The Last of the Really Great Idlers

Totally Awesome Picture of the Week 60

See that mark? That carefully printed red symbol on the far right that looks similar to the tattoos American teenagers like to have injected permanently into their skin? Unlike those, this is not a sign of innocence. This is the chai, indicating the approach of doom. The mark of death for these solid single family structures. Last week every building on the block behind our apartment building was chaied and on both entrances to the alley red banners were strung informing people that “the citizens are the image of the city and the city is the spirit of the people.” Following the chaiing, the dull gray walls have become increasingly bright as they have been further smothered in neon moving company advertisements.

Though these structures can be replaced, the land they sit on is a well known and important breeding and feeding ground for many endangered classes of indigenous homosapiens. These “characters,” as they are known to anthropologists, depend greatly on their shared bathrooms, broken windows and no plumbings. Many professionals familiar with the situation fear that any change of environment will irreversibly damage the population.

So far, life for our precious neighbors continues as usual: the Butcher awakens at 7, sets out his plywood table, lights his cigarette, places it carefully between his lips, takes his cleaver in hand and hacks apart his pig of the day. The Vegetable Man drags out his cartons of tomatoes, potatoes, greens and ginger, unfolds his chair and reclines, waiting for business. The Tofu Guy sports his bright green rain boots, 80’s era ski jacket and dull pink visor beanie; yelling insults at the Butcher he pushes the dough-ish white squares of his trade from the near corner. And, down on the far end, the Malatang restaurants sort their ingredients and prepare their broths. The children chase and yell under the watchful eyes of their grandparents who joke and bargain with passing street vendors.

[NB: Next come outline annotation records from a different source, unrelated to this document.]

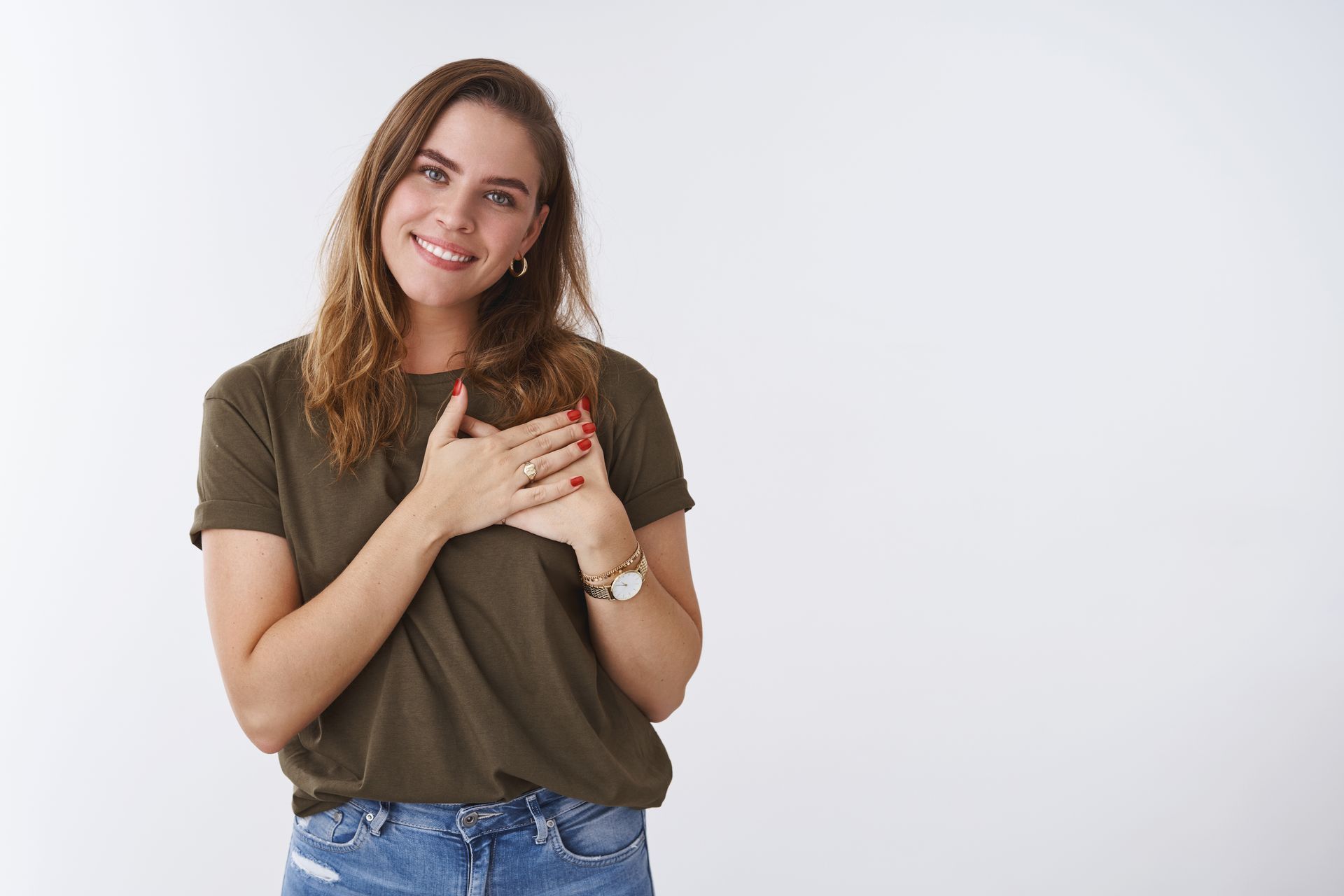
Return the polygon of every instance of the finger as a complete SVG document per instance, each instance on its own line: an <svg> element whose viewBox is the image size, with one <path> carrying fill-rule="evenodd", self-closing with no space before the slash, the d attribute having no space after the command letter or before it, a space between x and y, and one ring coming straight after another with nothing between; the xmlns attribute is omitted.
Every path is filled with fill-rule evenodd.
<svg viewBox="0 0 1344 896"><path fill-rule="evenodd" d="M500 430L497 426L487 423L485 420L480 420L472 416L470 414L464 414L462 422L461 424L458 424L457 431L469 433L470 435L493 435Z"/></svg>
<svg viewBox="0 0 1344 896"><path fill-rule="evenodd" d="M531 488L519 489L513 493L512 501L509 501L509 516L513 516L519 510L524 510L530 506L536 506L538 504L546 504L547 501L554 501L555 498L564 497L578 492L583 486L582 476L571 476L567 480L560 480L559 482L547 482L546 485L534 485Z"/></svg>
<svg viewBox="0 0 1344 896"><path fill-rule="evenodd" d="M582 416L582 411L578 408L570 408L567 411L556 411L555 414L547 414L546 416L538 416L535 419L519 423L517 426L511 426L507 430L500 431L500 438L504 441L504 447L517 447L524 442L531 442L539 435L544 435L552 430L558 430L562 426L569 426Z"/></svg>
<svg viewBox="0 0 1344 896"><path fill-rule="evenodd" d="M574 426L575 427L582 426L582 422L577 422L574 423ZM532 463L536 465L536 480L528 480L527 472L523 470L523 465L520 463L517 467L519 478L521 478L519 486L527 488L530 482L540 482L542 480L548 478L552 473L563 470L566 466L579 459L591 450L593 450L593 435L582 435L575 441L562 445L554 451L547 451L540 457L530 458Z"/></svg>
<svg viewBox="0 0 1344 896"><path fill-rule="evenodd" d="M429 431L429 445L446 445L457 438L457 430L466 415L466 383L458 377L453 384L453 395L448 399L448 407L439 415L434 429Z"/></svg>

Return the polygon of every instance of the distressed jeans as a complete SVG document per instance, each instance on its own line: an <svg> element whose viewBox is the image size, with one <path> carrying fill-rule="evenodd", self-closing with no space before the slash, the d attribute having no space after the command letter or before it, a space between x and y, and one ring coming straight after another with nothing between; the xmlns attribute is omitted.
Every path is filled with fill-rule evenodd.
<svg viewBox="0 0 1344 896"><path fill-rule="evenodd" d="M653 896L644 814L546 787L497 803L351 799L294 815L281 896Z"/></svg>

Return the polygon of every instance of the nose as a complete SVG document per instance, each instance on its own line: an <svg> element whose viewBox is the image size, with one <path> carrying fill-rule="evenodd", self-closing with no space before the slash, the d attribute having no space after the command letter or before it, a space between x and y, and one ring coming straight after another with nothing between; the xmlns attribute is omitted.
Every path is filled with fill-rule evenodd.
<svg viewBox="0 0 1344 896"><path fill-rule="evenodd" d="M441 189L435 219L444 230L456 230L465 234L472 232L476 228L472 193L460 187Z"/></svg>

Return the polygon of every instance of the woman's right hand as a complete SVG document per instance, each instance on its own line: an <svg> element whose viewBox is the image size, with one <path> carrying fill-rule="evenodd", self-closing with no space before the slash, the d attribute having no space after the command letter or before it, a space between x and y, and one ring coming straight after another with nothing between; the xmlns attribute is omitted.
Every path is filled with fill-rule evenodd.
<svg viewBox="0 0 1344 896"><path fill-rule="evenodd" d="M583 455L582 439L595 438L578 422L579 411L556 411L497 433L460 438L466 429L466 383L458 390L429 434L419 480L411 493L426 502L427 512L445 539L484 529L532 506L564 497L583 486L571 480L531 485L523 463L536 465L536 478L569 466ZM474 420L473 420L474 423ZM591 426L589 423L587 426Z"/></svg>

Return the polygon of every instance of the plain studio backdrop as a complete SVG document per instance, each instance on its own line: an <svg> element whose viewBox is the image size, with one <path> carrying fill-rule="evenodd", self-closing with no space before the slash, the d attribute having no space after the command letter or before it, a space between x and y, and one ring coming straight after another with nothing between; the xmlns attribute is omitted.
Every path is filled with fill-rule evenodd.
<svg viewBox="0 0 1344 896"><path fill-rule="evenodd" d="M556 97L696 498L660 896L1344 891L1337 7L4 17L7 893L278 892L202 398L468 56Z"/></svg>

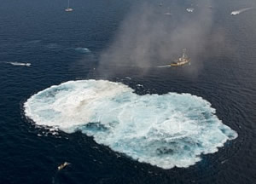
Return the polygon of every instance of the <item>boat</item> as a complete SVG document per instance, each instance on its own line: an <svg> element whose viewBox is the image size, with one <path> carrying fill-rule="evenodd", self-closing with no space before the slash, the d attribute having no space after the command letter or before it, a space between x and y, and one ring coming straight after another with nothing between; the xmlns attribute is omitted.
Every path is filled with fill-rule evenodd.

As calm as everyone seems, tensions are high. Arguments have increased; instead of weekly screaming fights we now hear and see them daily. The Butcher’s table stays set up well past his usual noon closing time, the last few nights the meat sat out until sundown, and Vegetable Man has actually been getting up to serve customers during his normal mid-day, three hour rest.

Though these changes may seem insignificant, they are not. In fact, from a scientific standpoint, these minor alterations in habits may indicate larger, more severe and permanent transformations of lifestyle. In other words, the customary behavior of these beautiful specimens is in jeopardy. Who is to say their traditions will be strong enough to survive this forced evolution? Where will they set up their card table with hot pot and baijiu? How will they concurrently spit, eat, drink and hawk their goods in an apartment building? Where will the babies pee?

No, this will never do. Their habitat must become a nature or un-nature reserve. Or a Unesco World Heritage site. But who will save these brilliant shirkers? Certainly not themselves and, as objective scientists, we cannot intervene in good conscience. Perhaps these characters, like so many before them, are fated to be destroyed in the throes of heroism, sacrificed for the spirit of this ancient city.

2 Responses to “The Last of the Really Great Idlers”

  1. justrecently says:

    It isn’t chai, it’s zhe, uneducated cantopopper.

  2. Editors says:

    Chai1 as in chaifangzi (demolish a house) not zhe. Sorry if we offended you but we’re not entirely uneducated. Maybe your vision was just clouded by your arrogance.